Simulated tempering mixes for \(p\)

But we need mixing for simulated tempering where the temperature is outside the sum, \[ p_i \propto \pa{\sumo jm w_j \exp\pa{-\fc{\ve{x-\mu_j}^2}2}}^{\be_i}. \] This follows from mixing for \(\wt p_i\), plus the fact that the ratio \(p_i/\wt p_i\) is bounded: \(\fc{p_i}{\wt p_i}\in [w_{\min}, \rc{w_{\min}}]\). We lose a factor of \(\rc{w_{\min}^2}\). This finishes the proof of the main result.

Takeaways

Further directions

Here are further directions and open questions we would like to explore. Feel free to get in touch if you have ideas!

  1. How do we deal with gaussians with different variances? Equal (or approximately equal) variances appear to be necessary in the query model because of the “needle in a haystack” problem: the “attractor region” for a skinny gaussian could be exponentially small. However, other information may help.
  2. Carry out average-case analysis for distributions of interest, such as posteriors of mixture models, Ising models, stochastic/censored block models, and RBM’s. These distributions are more complicated than a mixture of gaussians; for example, the posterior for gaussian mixture model is a sum of exponentially many gaussians.

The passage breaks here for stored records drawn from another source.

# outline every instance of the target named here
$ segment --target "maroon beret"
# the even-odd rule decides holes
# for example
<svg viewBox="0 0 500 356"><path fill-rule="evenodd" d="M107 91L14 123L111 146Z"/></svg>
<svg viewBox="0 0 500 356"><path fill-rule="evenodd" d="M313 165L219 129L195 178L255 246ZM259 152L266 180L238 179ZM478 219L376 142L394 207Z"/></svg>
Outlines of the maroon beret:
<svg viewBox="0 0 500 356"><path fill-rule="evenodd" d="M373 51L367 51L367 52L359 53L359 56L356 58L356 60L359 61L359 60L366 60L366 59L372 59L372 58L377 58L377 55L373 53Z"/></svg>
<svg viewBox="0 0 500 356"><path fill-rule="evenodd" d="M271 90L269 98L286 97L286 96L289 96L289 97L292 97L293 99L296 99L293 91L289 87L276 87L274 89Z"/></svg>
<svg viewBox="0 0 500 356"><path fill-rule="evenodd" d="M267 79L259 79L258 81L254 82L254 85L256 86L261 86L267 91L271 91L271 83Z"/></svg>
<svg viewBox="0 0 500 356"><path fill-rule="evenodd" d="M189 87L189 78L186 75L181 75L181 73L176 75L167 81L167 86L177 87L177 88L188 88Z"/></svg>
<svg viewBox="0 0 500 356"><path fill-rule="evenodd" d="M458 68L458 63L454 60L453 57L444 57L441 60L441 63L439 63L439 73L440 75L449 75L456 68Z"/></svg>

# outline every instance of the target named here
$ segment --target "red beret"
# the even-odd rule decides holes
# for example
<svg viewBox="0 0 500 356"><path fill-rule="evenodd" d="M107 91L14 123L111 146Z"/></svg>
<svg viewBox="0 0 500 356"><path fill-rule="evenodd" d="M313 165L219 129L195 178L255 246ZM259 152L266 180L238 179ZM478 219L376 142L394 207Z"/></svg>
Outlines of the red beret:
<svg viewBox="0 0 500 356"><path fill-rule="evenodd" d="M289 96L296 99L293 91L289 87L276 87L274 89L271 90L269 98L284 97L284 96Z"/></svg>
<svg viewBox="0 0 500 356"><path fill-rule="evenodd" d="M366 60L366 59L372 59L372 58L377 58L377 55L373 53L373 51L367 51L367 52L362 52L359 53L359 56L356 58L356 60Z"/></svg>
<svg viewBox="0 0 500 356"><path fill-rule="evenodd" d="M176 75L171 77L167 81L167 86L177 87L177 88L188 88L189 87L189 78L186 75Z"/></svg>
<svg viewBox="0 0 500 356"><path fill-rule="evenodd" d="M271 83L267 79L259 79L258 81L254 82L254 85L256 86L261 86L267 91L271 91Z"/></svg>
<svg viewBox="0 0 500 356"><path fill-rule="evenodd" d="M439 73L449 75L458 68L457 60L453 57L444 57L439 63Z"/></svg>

    One obstacle is that in many distributions \(p\) of interest, \(p\propto e^{-f}\) is not mixture of the probability distribution, but rather, \(f\) is a combination of simpler functions. In other words, \(p\propto e^{-\sum_j w_jf_j}\) rather than \(p\propto \sum_j w_j e^{-f_j}\). When this combination happens in the exponent, the decomposition approach doesn’t work so well.6

    It would be great to find other uses for our simulated tempering decomposition theorem - in principle the theorem could even apply when there are exponentially many modes, as long as we create a refining partition such that there is no “bottleneck” at any point.7
  3. What are the guarantees for other temperature heuristics used in practice, such as particle filters, annealed importance sampling, and parallel tempering? One undesirable property of simulated tempering is that it incurs a factor of \(O(L^2)\) in the running time, where \(L\) is the number of levels. Particle filters and annealed importance sampling move only from higher to lower temperature, and so only incur a factor of \(O(L)\).


  1. For example, we could consider distributions in \(\{0,1\}^d\). Here, correlation decay plays a similar role to log-concavity in \(\R^n\) in allowing a simple Markov chain, the Gibbs Markov chain, to mix rapidly.

  2. The reason for the square-root scaling is that noise from Brownian motion scales as the square root of the time elapsed (the standard deviation of a sum of \(n\) iid random variables scales as \(\sqrt{n}\)).

  3. Changing the temperature is just changing the scaling of the gradient step with respect to the noise.

  4. This definition is stated for continuous Markov chains. By rate \(\lambda\) I mean that the time between swaps is an exponential distribution with decay \(\lambda\) (in other words, the times of the swaps forms a Poisson process). A version for discrete Markov chains is to swap with probability \(\lambda\) and to follow the current chain with probability \(1-\lambda\). Note that simulated tempering is traditionally defined for discrete Markov chains, but we will need the continuous version for our proof.

  5. They proceed by first bounding the spectral gap for parallel tempering, and then showing the gap for simulated tempering is lower-bounded in terms of that. However, in our experience, directly bounding the spectral gap for simulated tempering is easier.

  6. Think of the downstairs combination as an OR combination, the upstairs one as a AND.

  7. We stated it in the case where we had the same partition at every level. The more general form of the theorem works even if the partitions on different. The bound could be polynomial even if there are exponentially many components.